1 Little argued that New H-T was liable under a de facto merger theory, but

this theory was rejected at summary judgment.

3 No. 86318-5-I/4

The parties both filed motions for summary judgment, both arguing they

were entitled to summary judgment under the product line doctrine. The superior

court granted summary judgment to the Littles on two of the three elements of the

product line doctrine, the “same product line” and “goodwill” elements. The

superior court denied New H-T’s motion for summary judgment. The superior court

held a one day bench trial to determine the final element, whether New H-T

acquired substantially all of Old H-T’s assets, leaving it a “mere corporate shell.”

The superior court decided in the Littles’ favor, finding New H-T liable.

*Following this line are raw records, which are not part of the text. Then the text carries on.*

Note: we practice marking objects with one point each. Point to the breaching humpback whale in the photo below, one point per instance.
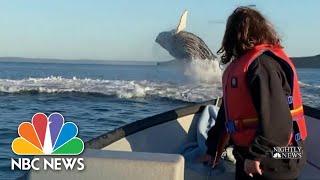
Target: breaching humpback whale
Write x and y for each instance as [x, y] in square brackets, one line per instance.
[182, 44]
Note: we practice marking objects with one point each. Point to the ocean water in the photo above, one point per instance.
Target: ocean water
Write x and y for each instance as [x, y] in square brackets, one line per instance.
[99, 98]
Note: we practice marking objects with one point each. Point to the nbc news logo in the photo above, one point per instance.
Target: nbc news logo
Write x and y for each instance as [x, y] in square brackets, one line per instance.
[45, 136]
[288, 152]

On appeal, New H-T challenges the trial evidence supporting the superior

court’s finding that it acquired substantially all of Old H-T’s assets, leaving it a mere

corporate shell, and the superior court’s denial of its motion for summary judgment

on the same product line element.

II

“The general rule in Washington is that a corporation purchasing the assets

of another corporation does not, by reason of the purchase of assets, become

liable for the debts and liabilities of the selling corporation.” Hall v. Armstrong Cork,

Inc., 103 Wn.2d 258, 261-62, 692 P.2d 787 (1984). One exception to this general

rule is the “product line doctrine.” Leren v. Kaiser Gypsum Co., 9 Wn. App. 2d 55,

62, 442 P.3d 273 (2019). Under the product line doctrine, “successor liability

arises where one corporation benefits from another’s goodwill after acquiring its

product line.” Id. Application of the doctrine requires the court

(1) to determine whether the transferee has acquired substantially all the transferor’s assets, leaving no more than a mere corporate shell; (2) to determine whether the transferee is holding itself out to the

4 No. 86318-5-I/5

general public as a continuation of the transferor by producing the same product line under a similar name; and (3) to determine whether the transferee is benefitting from the goodwill of the transferor.

Martin v. Abbott Labs., 102 Wn.2d 581, 614, 689 P.2d 368 (1984). This “narrowly

drawn rule” applies to product liability claims and “strikes a fair balance among the

competing considerations of products liability and corporate acquisitions.” Id. at

616. Three justifications underlie the rationale for the product line doctrine:

First, the plaintiff would have no other recovery than that against the successor corporation. Secondly, the successor corporation has a greater ability to spread the risk among future consumers of the same product. Thirdly, the successor corporation benefits from the assumption of the old corporation’s goodwill and therefore should shoulder the burdens associated with those products.

George v. Parke-Davis, 107 Wn.2d 584, 589-90, 733 P.2d 507 (1987).